ZULU 640b, Intermediate isiZulu II Sandra Sanneh
Students read longer texts from popular media as well as myths and folktales. Students are prepared for initial research involving interaction with speakers of isiZulu in South Africa, and for the study of oral and literary genres. Prerequisite: ZULU 630.
ZULU 650a, Advanced isiZulu I Sandra Sanneh
Development of fluency in using idioms, speaking about abstract concepts, and voicing preferences and opinions. Excerpts are drawn from oral genres, short stories, and dramas made for television. Introduction to other South African languages and to issues of standardization, dialect, and language attitude.
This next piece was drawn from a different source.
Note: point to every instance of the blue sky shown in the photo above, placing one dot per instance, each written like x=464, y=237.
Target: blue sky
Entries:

Prerequisite: ZULU 640.
ZULU 660b, Advanced isiZulu II Sandra Sanneh
Readings may include short stories, a novel, praise poetry, historical texts, or contemporary political speeches, depending on student interests. Study of issues of language policy and use in contemporary South Africa; introduction to the Soweto dialect of isiZulu. Students are prepared for extended research in South Africa involving interviews with isiZulu speakers. Prerequisite: ZULU 650.